By Gayla Cawley
MARBLEHEAD — Lt. Don Sullivan led the final assault on Hamburger Hill during the Vietnam War in 1969, where he saw six of his men get blown up in front of him, splattering gore on him.
The event triggered post-traumatic stress disorder (PTSD), an unknown ailment to the 73-year-old U.S. Army veteran at the time, and something that he wasn’t diagnosed with until his first heart attack on May 10, 1998. The date was the anniversary of when his platoon landed by helicopter on a base of Hamburger Hill. Doctors have told Sullivan, a Winthrop resident, that it’s not unusual for veterans to have a health event around the anniversary of a traumatic incident.
He still relives the day in his dreams. In his case, he keeps on missing a train and keeps on running. His men were blown up by a rocket-propelled grenade fired by the North Vietnamese hidden in a jungle above Sullivan’s platoon on the hill during the fifth day of the 11-day battle. But before tragedy struck, the men were heading somewhere Sullivan told them not to go. In Vietnam, he was running after his men trying to stop them from going there and that’s when it happened, he said.
From his platoon, he lost 24 men. Six were killed and 18 were wounded.
“It was the most horrible experience I can even imagine,” Sullivan said. “My good emotions died on that day, love and intimacy, all of those things. Loving somebody is much too dangerous because they’re going to get stolen from you.”
Sullivan will be reliving that day and talking about the PTSD that resulted from it, including his dejection, depression and despair, during a breakfast program hosted by the Marblehead Council on Aging on Thursday at 9 a.m. PTSD: Service, Combat and Recovery will feature keynote speakers, Sullivan and Denise Sloan, Ph.D, a professor of psychiatry at the Boston University School of Medicine and associate director of the Behavioral Science Division at the U.S. Department of Veteran Affairs (VA) National Center for PTSD.
Sullivan is the recipient of 16 decorations and awards for his four years of military service, including the Silver Star, Purple Heart, Bronze Star and Vietnamese Cross of Gallantry. The breakfast presentation, which will be held at 10 Humphrey St., is intended to provide information, education, support and treatment options for those struggling with PTSD and for area Veterans’ Services officers to gain valuable insight into current VA programs.
Going into the war, Sullivan said he was a fairly happy-go-lucky guy and reasonably bright, but thinks he was unqualified when he was sent to Vietnam as a platoon leader. He spent years blaming his leadership for his men going where he told them not to.
In 1978, Sullivan went to a psychiatrist to see if he could get help for his drinking. After he left Vietnam, he experienced symptoms of PTSD, but the condition was still relatively unknown. He went from being the person who led cheer rallies in high school before the war to returning home and gradually dissociating himself from people, shying away from close friends and intimacy. To help fight his losing battle, he went from having a few beers to drinking heavily to self-medicate.

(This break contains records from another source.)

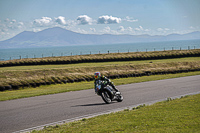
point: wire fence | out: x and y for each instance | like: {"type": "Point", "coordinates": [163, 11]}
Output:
{"type": "Point", "coordinates": [87, 52]}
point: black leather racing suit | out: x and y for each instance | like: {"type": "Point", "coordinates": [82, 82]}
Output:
{"type": "Point", "coordinates": [103, 78]}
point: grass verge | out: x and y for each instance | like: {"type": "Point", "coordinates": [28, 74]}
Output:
{"type": "Point", "coordinates": [179, 115]}
{"type": "Point", "coordinates": [60, 88]}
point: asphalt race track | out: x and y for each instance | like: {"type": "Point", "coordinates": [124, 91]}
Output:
{"type": "Point", "coordinates": [25, 113]}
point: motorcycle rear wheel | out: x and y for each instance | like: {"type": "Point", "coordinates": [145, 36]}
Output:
{"type": "Point", "coordinates": [119, 98]}
{"type": "Point", "coordinates": [106, 97]}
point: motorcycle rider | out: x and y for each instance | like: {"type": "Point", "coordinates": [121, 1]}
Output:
{"type": "Point", "coordinates": [97, 76]}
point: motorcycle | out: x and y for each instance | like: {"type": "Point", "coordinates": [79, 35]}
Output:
{"type": "Point", "coordinates": [107, 93]}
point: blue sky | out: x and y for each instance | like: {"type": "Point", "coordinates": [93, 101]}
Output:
{"type": "Point", "coordinates": [135, 17]}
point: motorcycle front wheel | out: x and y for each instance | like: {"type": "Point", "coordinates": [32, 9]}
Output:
{"type": "Point", "coordinates": [106, 97]}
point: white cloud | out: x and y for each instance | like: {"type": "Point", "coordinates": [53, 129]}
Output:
{"type": "Point", "coordinates": [60, 20]}
{"type": "Point", "coordinates": [84, 19]}
{"type": "Point", "coordinates": [121, 29]}
{"type": "Point", "coordinates": [108, 20]}
{"type": "Point", "coordinates": [130, 19]}
{"type": "Point", "coordinates": [44, 21]}
{"type": "Point", "coordinates": [139, 29]}
{"type": "Point", "coordinates": [107, 29]}
{"type": "Point", "coordinates": [93, 29]}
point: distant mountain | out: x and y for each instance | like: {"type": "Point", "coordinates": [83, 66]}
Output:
{"type": "Point", "coordinates": [61, 37]}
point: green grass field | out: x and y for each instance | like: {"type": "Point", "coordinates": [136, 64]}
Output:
{"type": "Point", "coordinates": [18, 75]}
{"type": "Point", "coordinates": [60, 88]}
{"type": "Point", "coordinates": [179, 115]}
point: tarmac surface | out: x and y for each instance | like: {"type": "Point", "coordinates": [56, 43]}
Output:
{"type": "Point", "coordinates": [20, 114]}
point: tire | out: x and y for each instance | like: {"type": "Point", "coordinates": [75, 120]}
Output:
{"type": "Point", "coordinates": [106, 97]}
{"type": "Point", "coordinates": [120, 98]}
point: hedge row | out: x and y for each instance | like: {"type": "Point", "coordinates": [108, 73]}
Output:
{"type": "Point", "coordinates": [58, 80]}
{"type": "Point", "coordinates": [102, 58]}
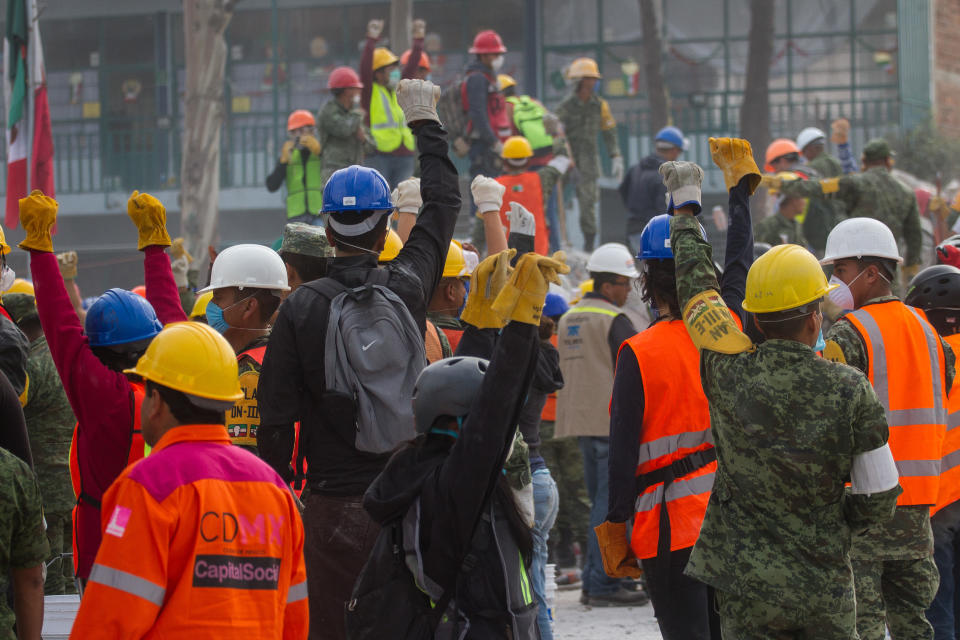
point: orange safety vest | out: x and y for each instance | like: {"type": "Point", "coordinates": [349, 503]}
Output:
{"type": "Point", "coordinates": [906, 367]}
{"type": "Point", "coordinates": [677, 462]}
{"type": "Point", "coordinates": [526, 189]}
{"type": "Point", "coordinates": [950, 460]}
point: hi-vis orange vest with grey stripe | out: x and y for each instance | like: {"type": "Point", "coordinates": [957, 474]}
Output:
{"type": "Point", "coordinates": [906, 367]}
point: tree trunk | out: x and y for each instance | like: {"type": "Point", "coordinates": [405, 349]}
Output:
{"type": "Point", "coordinates": [204, 23]}
{"type": "Point", "coordinates": [657, 92]}
{"type": "Point", "coordinates": [755, 110]}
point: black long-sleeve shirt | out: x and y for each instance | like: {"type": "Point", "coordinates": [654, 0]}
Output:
{"type": "Point", "coordinates": [292, 381]}
{"type": "Point", "coordinates": [628, 402]}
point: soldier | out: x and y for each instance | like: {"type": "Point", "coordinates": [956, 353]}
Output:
{"type": "Point", "coordinates": [584, 115]}
{"type": "Point", "coordinates": [50, 422]}
{"type": "Point", "coordinates": [871, 194]}
{"type": "Point", "coordinates": [778, 524]}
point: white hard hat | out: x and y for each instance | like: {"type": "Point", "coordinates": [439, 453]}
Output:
{"type": "Point", "coordinates": [612, 257]}
{"type": "Point", "coordinates": [808, 135]}
{"type": "Point", "coordinates": [248, 266]}
{"type": "Point", "coordinates": [861, 238]}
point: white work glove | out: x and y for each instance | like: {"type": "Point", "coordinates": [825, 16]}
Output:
{"type": "Point", "coordinates": [616, 168]}
{"type": "Point", "coordinates": [683, 180]}
{"type": "Point", "coordinates": [418, 99]}
{"type": "Point", "coordinates": [487, 194]}
{"type": "Point", "coordinates": [406, 197]}
{"type": "Point", "coordinates": [521, 220]}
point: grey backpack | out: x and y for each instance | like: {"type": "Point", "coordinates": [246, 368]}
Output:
{"type": "Point", "coordinates": [373, 355]}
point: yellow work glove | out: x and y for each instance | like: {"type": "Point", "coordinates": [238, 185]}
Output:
{"type": "Point", "coordinates": [734, 156]}
{"type": "Point", "coordinates": [619, 560]}
{"type": "Point", "coordinates": [67, 262]}
{"type": "Point", "coordinates": [486, 282]}
{"type": "Point", "coordinates": [521, 299]}
{"type": "Point", "coordinates": [285, 151]}
{"type": "Point", "coordinates": [151, 219]}
{"type": "Point", "coordinates": [311, 143]}
{"type": "Point", "coordinates": [38, 214]}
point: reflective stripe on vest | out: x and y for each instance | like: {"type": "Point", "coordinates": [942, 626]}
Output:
{"type": "Point", "coordinates": [911, 392]}
{"type": "Point", "coordinates": [387, 121]}
{"type": "Point", "coordinates": [304, 185]}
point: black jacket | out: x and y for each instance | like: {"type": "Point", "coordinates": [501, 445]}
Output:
{"type": "Point", "coordinates": [292, 381]}
{"type": "Point", "coordinates": [643, 193]}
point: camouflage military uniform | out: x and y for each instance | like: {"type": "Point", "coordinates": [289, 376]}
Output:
{"type": "Point", "coordinates": [873, 194]}
{"type": "Point", "coordinates": [777, 229]}
{"type": "Point", "coordinates": [583, 121]}
{"type": "Point", "coordinates": [893, 565]}
{"type": "Point", "coordinates": [786, 425]}
{"type": "Point", "coordinates": [22, 543]}
{"type": "Point", "coordinates": [338, 137]}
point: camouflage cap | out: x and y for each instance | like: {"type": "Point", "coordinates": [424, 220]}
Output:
{"type": "Point", "coordinates": [306, 240]}
{"type": "Point", "coordinates": [876, 150]}
{"type": "Point", "coordinates": [20, 306]}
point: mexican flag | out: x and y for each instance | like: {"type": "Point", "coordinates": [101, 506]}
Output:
{"type": "Point", "coordinates": [27, 108]}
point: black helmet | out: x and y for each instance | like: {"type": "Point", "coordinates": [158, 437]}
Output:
{"type": "Point", "coordinates": [447, 388]}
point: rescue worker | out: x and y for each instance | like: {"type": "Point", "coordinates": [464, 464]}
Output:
{"type": "Point", "coordinates": [782, 227]}
{"type": "Point", "coordinates": [585, 115]}
{"type": "Point", "coordinates": [300, 168]}
{"type": "Point", "coordinates": [203, 540]}
{"type": "Point", "coordinates": [342, 132]}
{"type": "Point", "coordinates": [896, 577]}
{"type": "Point", "coordinates": [23, 552]}
{"type": "Point", "coordinates": [393, 141]}
{"type": "Point", "coordinates": [247, 282]}
{"type": "Point", "coordinates": [90, 357]}
{"type": "Point", "coordinates": [875, 193]}
{"type": "Point", "coordinates": [306, 253]}
{"type": "Point", "coordinates": [642, 190]}
{"type": "Point", "coordinates": [936, 290]}
{"type": "Point", "coordinates": [589, 337]}
{"type": "Point", "coordinates": [778, 524]}
{"type": "Point", "coordinates": [50, 423]}
{"type": "Point", "coordinates": [293, 382]}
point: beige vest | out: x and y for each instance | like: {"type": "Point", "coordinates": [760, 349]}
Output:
{"type": "Point", "coordinates": [583, 404]}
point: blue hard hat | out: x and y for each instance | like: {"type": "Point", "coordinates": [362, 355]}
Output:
{"type": "Point", "coordinates": [356, 188]}
{"type": "Point", "coordinates": [120, 317]}
{"type": "Point", "coordinates": [672, 135]}
{"type": "Point", "coordinates": [555, 305]}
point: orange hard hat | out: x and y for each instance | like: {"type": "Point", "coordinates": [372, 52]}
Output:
{"type": "Point", "coordinates": [300, 118]}
{"type": "Point", "coordinates": [424, 59]}
{"type": "Point", "coordinates": [344, 78]}
{"type": "Point", "coordinates": [488, 42]}
{"type": "Point", "coordinates": [778, 148]}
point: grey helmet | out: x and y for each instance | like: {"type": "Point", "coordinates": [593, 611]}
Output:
{"type": "Point", "coordinates": [447, 388]}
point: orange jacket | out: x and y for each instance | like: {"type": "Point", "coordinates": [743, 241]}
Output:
{"type": "Point", "coordinates": [950, 461]}
{"type": "Point", "coordinates": [906, 368]}
{"type": "Point", "coordinates": [201, 540]}
{"type": "Point", "coordinates": [676, 424]}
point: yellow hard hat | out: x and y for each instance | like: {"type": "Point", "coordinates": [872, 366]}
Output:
{"type": "Point", "coordinates": [200, 305]}
{"type": "Point", "coordinates": [21, 286]}
{"type": "Point", "coordinates": [391, 248]}
{"type": "Point", "coordinates": [786, 277]}
{"type": "Point", "coordinates": [455, 265]}
{"type": "Point", "coordinates": [193, 358]}
{"type": "Point", "coordinates": [517, 148]}
{"type": "Point", "coordinates": [583, 68]}
{"type": "Point", "coordinates": [383, 57]}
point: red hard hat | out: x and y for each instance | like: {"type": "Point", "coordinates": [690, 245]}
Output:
{"type": "Point", "coordinates": [344, 78]}
{"type": "Point", "coordinates": [424, 59]}
{"type": "Point", "coordinates": [488, 42]}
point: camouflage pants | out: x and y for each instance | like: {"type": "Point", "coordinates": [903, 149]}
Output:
{"type": "Point", "coordinates": [894, 593]}
{"type": "Point", "coordinates": [743, 618]}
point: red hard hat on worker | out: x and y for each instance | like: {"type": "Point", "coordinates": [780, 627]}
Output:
{"type": "Point", "coordinates": [487, 42]}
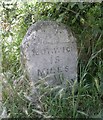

His psychiatrist thought it was a drinking problem and completely missed the PTSD diagnosis. The doctor wasn’t helping so he stopped going and kept drinking.
After his heart attack, Sullivan said a standard depression screening by a VA-trained doctor at Massachusetts General Hospital showed that he had been suffering from feelings of despair and anxiety long before the health event, leading to further testing and a PTSD diagnosis. A few years later, the doctor persuaded him to go the VA Boston Health Care System, Jamaica Plain Division. Each program there has helped him.
There, he was asked who was responsible for the death of his men. After blaming himself for so many years, he was further asked, what about the man who pulled the trigger, leading him to think differently.
“We tend to get wrapped up in our own guilt,” Sullivan said. “It started me down a path of more acceptance and peace with myself.”
Helped by his treatment, Sullivan no longer drinks and is not despairingly depressed. His anxiety is way down, but as someone with long-term PTSD, he doesn’t expect to ever be cured. With his talk, he wants to raise awareness and get more veterans into treatment. There are 22 veterans suicides a day, he added, citing a study from the U.S. Department of Veteran Affairs.
“I hope that my experiences help other vets and their families to see what PTSD may look like and get help,” he said.